Начиная с этого дня вдову оставили в покое. Она разродилась слабеньким ребенком, который был такой же, как другие дети, за исключением одной детали: у него были пустые глазницы.
Зато он был необыкновенно умен. Понесли его крестить. Когда вернулись с ним на ферму, он заговорил, как взрослый, и рассказал матери, сколько стаканов и какие ликеры выпили в сельской таверне люди, которые были на крещении. Услышав это, все присутствующие оторопели. Они поняли, что у ректора были основания говорить так, как он говорил. И с этой минуты только и толков было в округе, что о новорожденном из Кераннью.
Вечером того дня, когда он родился, люди увидели, как пришел Старик, который не появлялся на ферме после того случая с блином. Не то чтобы он ушел. Его видели не раз в окрестностях, в заброшенных местах. Иногда показывалась голова за окном. Но он больше не переступил порога.
Тем вечером он занял свое место у очага, с той стороны, где была колыбель, возле кровати матери. Там он проводил дни и ночи. Когда ребенок плакал, он торопился к нему, чтобы его укачать, — этого он никогда не делал, когда был жив. Поэтому его движения были немного резкими. Иногда он нажимал на край колыбели, словно на рукоять плуга. И тогда ребенок его приговаривал:
— Потише, потише, потр-коз!
Ребенок прожил семь месяцев. Он прекрасно говорил и, казалось, все видел, несмотря на пустые глазницы.
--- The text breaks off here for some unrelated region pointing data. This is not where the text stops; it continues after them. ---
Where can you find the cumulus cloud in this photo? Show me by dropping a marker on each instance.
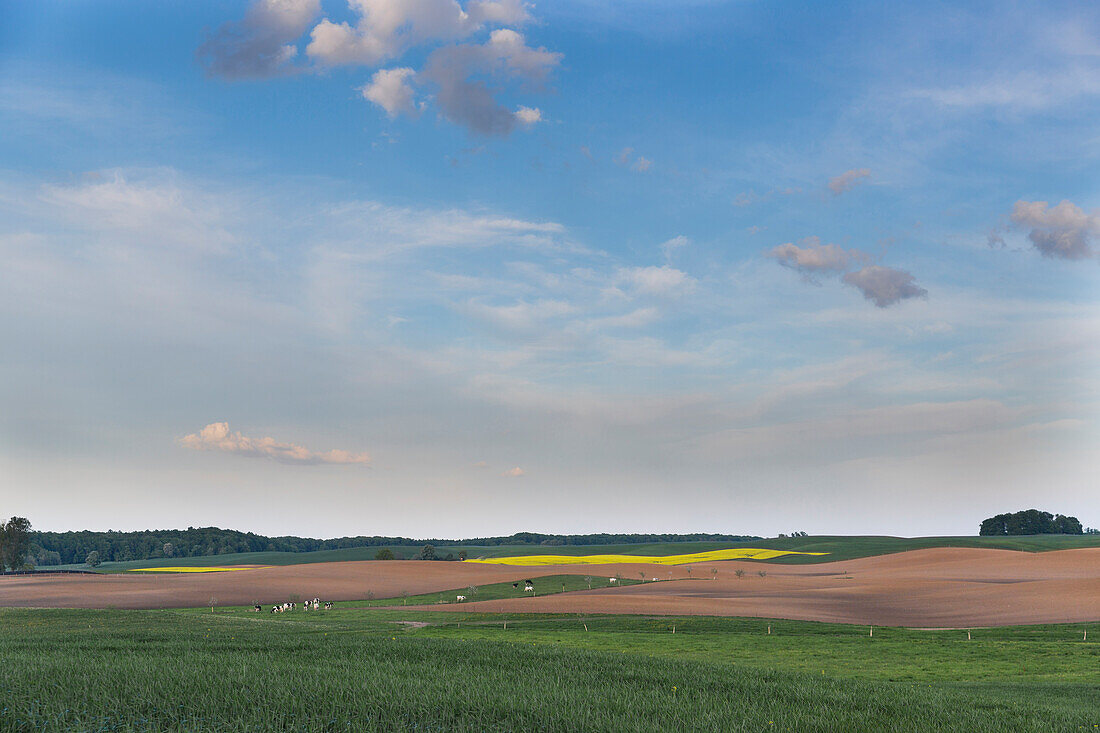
(847, 181)
(391, 90)
(879, 284)
(1063, 231)
(884, 286)
(521, 316)
(386, 29)
(217, 436)
(465, 98)
(529, 116)
(814, 258)
(262, 44)
(656, 281)
(625, 157)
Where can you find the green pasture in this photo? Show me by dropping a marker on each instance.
(353, 669)
(837, 548)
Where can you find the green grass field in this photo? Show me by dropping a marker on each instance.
(353, 669)
(837, 548)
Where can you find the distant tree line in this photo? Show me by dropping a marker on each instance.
(50, 548)
(1031, 522)
(14, 544)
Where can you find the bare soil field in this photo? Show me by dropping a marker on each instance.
(930, 588)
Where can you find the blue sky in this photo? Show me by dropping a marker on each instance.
(422, 267)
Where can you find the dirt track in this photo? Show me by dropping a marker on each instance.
(943, 587)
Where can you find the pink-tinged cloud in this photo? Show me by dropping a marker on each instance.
(217, 436)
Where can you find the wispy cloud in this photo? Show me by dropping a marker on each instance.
(848, 179)
(218, 437)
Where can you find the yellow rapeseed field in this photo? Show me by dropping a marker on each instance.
(736, 554)
(195, 569)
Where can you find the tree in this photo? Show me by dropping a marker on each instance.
(14, 543)
(1030, 522)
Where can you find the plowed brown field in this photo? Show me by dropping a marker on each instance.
(943, 587)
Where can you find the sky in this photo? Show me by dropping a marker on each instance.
(452, 269)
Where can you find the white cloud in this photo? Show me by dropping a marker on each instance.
(884, 286)
(636, 318)
(386, 29)
(370, 230)
(262, 44)
(1063, 231)
(529, 116)
(470, 101)
(389, 89)
(814, 258)
(657, 281)
(521, 316)
(847, 181)
(641, 164)
(217, 437)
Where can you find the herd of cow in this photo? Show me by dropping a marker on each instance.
(290, 605)
(316, 603)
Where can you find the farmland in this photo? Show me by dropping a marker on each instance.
(833, 547)
(395, 669)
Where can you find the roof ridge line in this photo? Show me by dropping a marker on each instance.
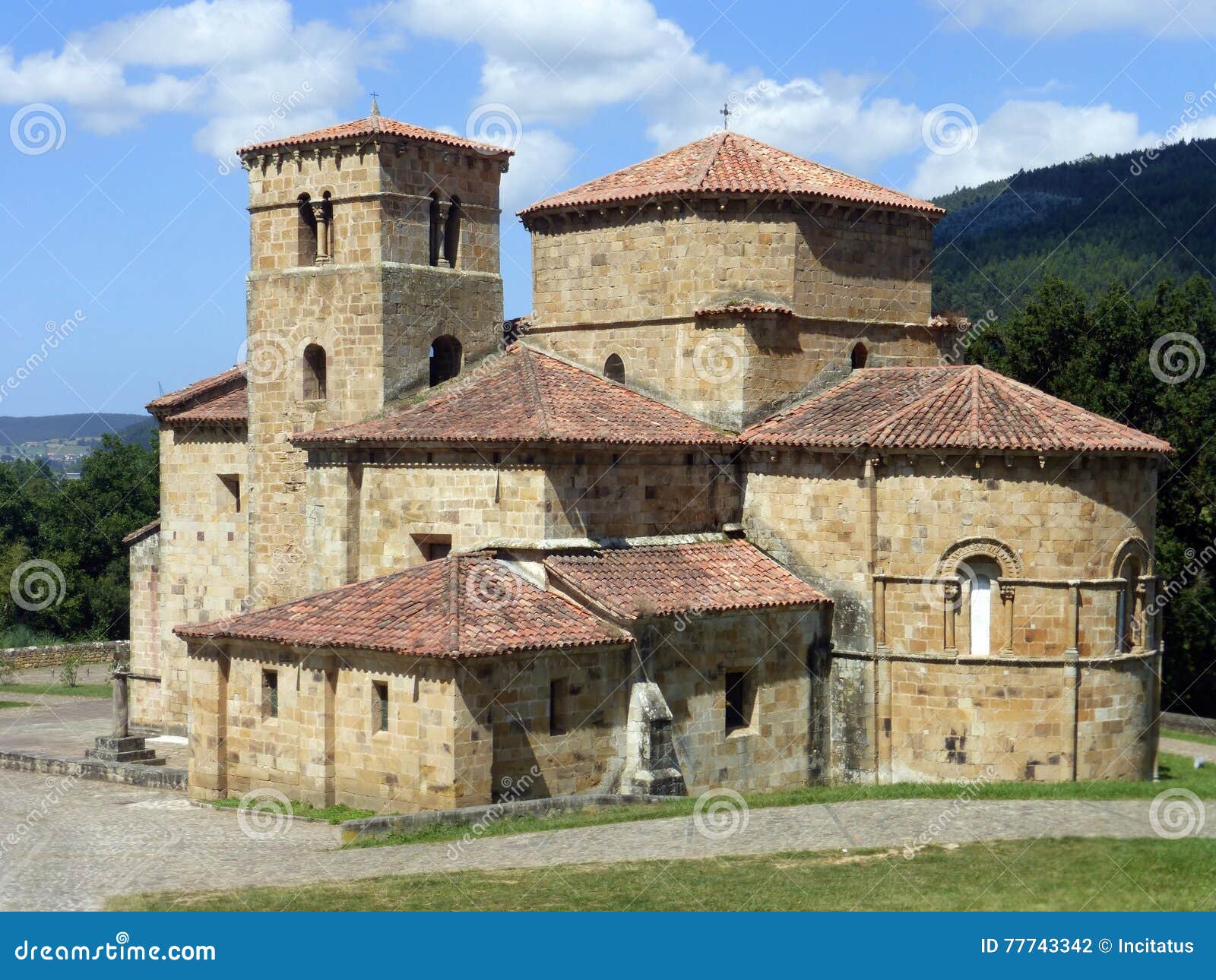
(709, 162)
(533, 383)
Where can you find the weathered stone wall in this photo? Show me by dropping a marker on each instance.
(204, 562)
(393, 501)
(375, 309)
(54, 656)
(144, 561)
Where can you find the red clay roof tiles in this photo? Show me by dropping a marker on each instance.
(730, 163)
(945, 407)
(224, 390)
(459, 607)
(377, 125)
(529, 397)
(699, 577)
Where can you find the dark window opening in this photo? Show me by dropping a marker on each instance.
(559, 707)
(451, 231)
(381, 692)
(614, 368)
(437, 228)
(231, 483)
(437, 548)
(445, 359)
(739, 712)
(314, 372)
(306, 251)
(271, 694)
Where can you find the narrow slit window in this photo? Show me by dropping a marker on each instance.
(271, 694)
(559, 707)
(380, 704)
(314, 372)
(739, 710)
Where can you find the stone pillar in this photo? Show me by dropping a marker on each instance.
(1007, 593)
(879, 613)
(1069, 725)
(952, 593)
(208, 722)
(121, 702)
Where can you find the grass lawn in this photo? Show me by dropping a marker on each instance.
(1067, 874)
(1176, 771)
(79, 691)
(331, 814)
(1189, 737)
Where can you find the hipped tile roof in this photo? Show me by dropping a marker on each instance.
(730, 163)
(459, 607)
(528, 397)
(220, 398)
(377, 125)
(701, 577)
(956, 407)
(139, 534)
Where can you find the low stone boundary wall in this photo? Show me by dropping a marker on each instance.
(1191, 724)
(152, 777)
(403, 824)
(24, 658)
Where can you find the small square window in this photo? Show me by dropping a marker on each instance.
(739, 703)
(271, 694)
(380, 691)
(559, 707)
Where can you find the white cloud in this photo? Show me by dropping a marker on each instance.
(1024, 134)
(234, 62)
(556, 65)
(1061, 17)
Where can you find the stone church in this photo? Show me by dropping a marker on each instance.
(720, 512)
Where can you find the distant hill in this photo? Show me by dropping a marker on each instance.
(42, 428)
(1098, 220)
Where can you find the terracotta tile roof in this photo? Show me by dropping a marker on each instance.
(730, 163)
(375, 125)
(465, 605)
(231, 406)
(945, 407)
(746, 309)
(528, 397)
(139, 534)
(664, 579)
(228, 388)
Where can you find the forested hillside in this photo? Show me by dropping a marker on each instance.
(1132, 219)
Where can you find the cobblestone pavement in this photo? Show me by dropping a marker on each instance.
(77, 842)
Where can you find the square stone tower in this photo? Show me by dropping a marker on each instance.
(374, 273)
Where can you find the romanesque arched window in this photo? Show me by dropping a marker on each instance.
(445, 359)
(314, 372)
(614, 368)
(306, 232)
(437, 228)
(451, 231)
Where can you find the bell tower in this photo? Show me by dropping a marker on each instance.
(374, 247)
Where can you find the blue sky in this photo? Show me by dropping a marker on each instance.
(125, 217)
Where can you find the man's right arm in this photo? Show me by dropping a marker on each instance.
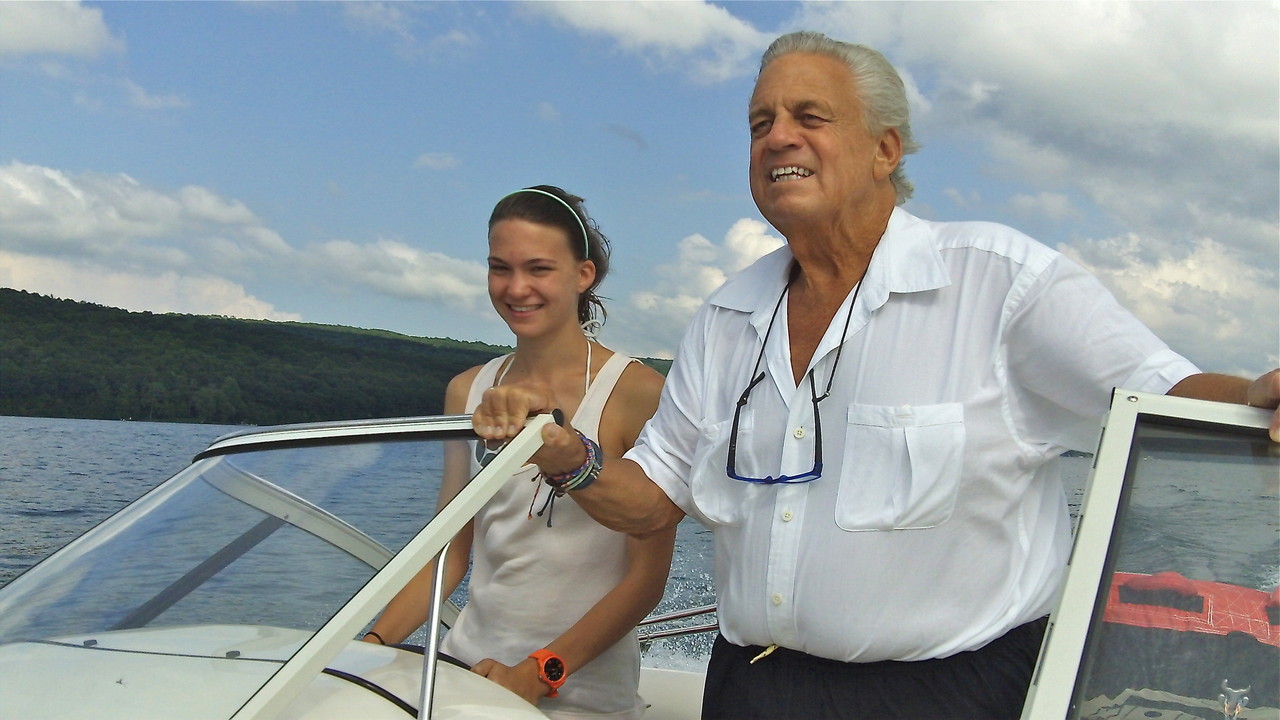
(624, 499)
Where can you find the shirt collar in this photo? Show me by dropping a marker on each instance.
(905, 260)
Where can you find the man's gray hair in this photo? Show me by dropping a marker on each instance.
(876, 83)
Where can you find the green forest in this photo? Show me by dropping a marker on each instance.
(68, 359)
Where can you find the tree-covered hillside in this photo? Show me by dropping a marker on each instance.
(67, 359)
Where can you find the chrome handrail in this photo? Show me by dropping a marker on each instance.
(652, 634)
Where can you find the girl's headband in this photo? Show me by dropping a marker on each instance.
(586, 240)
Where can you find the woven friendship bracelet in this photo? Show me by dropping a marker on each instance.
(581, 475)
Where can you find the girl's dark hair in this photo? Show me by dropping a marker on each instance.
(563, 210)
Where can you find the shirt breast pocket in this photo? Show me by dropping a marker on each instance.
(901, 466)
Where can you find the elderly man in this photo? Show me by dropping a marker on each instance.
(868, 420)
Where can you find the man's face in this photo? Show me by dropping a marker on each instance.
(812, 158)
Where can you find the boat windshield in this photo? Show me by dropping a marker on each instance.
(1170, 606)
(236, 564)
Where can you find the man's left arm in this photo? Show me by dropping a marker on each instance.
(1262, 392)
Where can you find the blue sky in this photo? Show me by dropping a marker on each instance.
(336, 163)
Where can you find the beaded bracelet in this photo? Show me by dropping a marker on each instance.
(581, 475)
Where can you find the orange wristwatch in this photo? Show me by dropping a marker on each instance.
(551, 670)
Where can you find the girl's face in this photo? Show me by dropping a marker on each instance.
(534, 279)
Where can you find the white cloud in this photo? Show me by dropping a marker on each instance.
(437, 160)
(1051, 205)
(653, 320)
(55, 28)
(699, 37)
(397, 269)
(140, 98)
(1206, 302)
(109, 238)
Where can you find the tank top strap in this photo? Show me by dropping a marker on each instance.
(588, 415)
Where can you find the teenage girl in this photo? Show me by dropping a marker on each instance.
(554, 597)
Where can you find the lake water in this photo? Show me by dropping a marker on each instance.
(60, 477)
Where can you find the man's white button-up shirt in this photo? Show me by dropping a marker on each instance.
(974, 356)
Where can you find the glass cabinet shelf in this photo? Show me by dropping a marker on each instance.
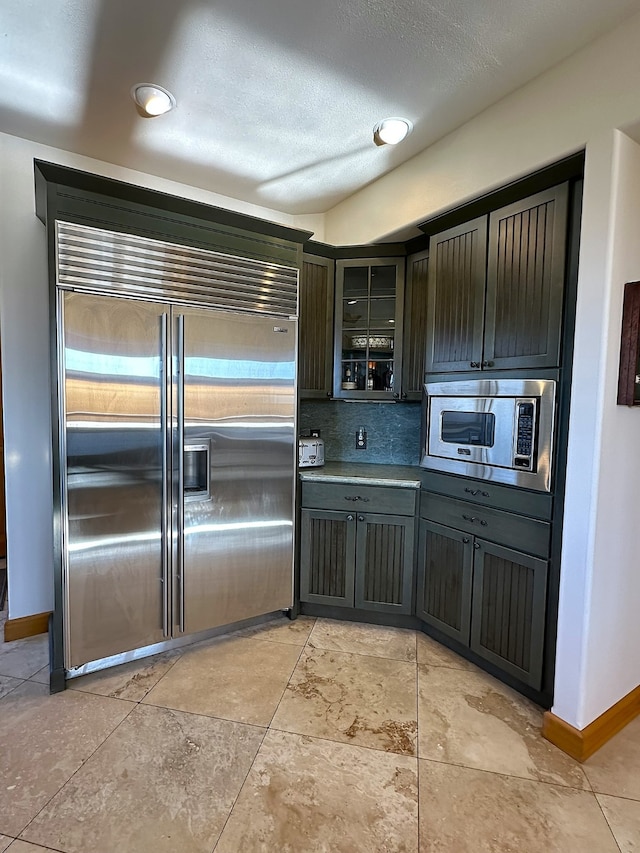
(368, 308)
Однажды утром его нашли мертвым на кушетке. Старик проводил его до кладбища и с этого времени больше не давал о себе знать. Говорят, что он ждал, когда ребенок отведет его за руку в рай.
Старый прядильщик пакли
Это было в Керибо, в Пенвенане, в двухэтажном доме. Я со своей женой и детьми занимал нижний этаж. А на верхнем этаже жил старик, по профессии — прядильщик пакли.
Старик этот скоро умер.
Тогда я был тем же, что и сегодня, — бедным сельским портным, исключая лишь то, что в те времена я был молод, энергичен и в работе у меня никогда не было недостатка. Наоборот, чаще бывало, что я даже не знал, за что взяться в первую очередь. Приходилось проводить за шитьем большую часть ночи. Жена моя, вязальщица, составляла мне компанию. Укладывали детей мы рано и занимались, каждый в своем углу, своим делом.
Однажды поздним вечером, когда мы так вот бодрствовали в тишине, моя жена Соэз вдруг мне говорит:
— Ты слышишь?
И она показал пальцем на потолок над нашими головами.
Я прислушался.
Можно было подумать, что старый прядильщик воскрес и снова стал вертеть свою прялку, там наверху, в комнате. Время от времени шум затихал, как будто, заполнив одно веретено, прядильщик прерывался, чтобы приготовить другое. Потом жужжание возобновлялось.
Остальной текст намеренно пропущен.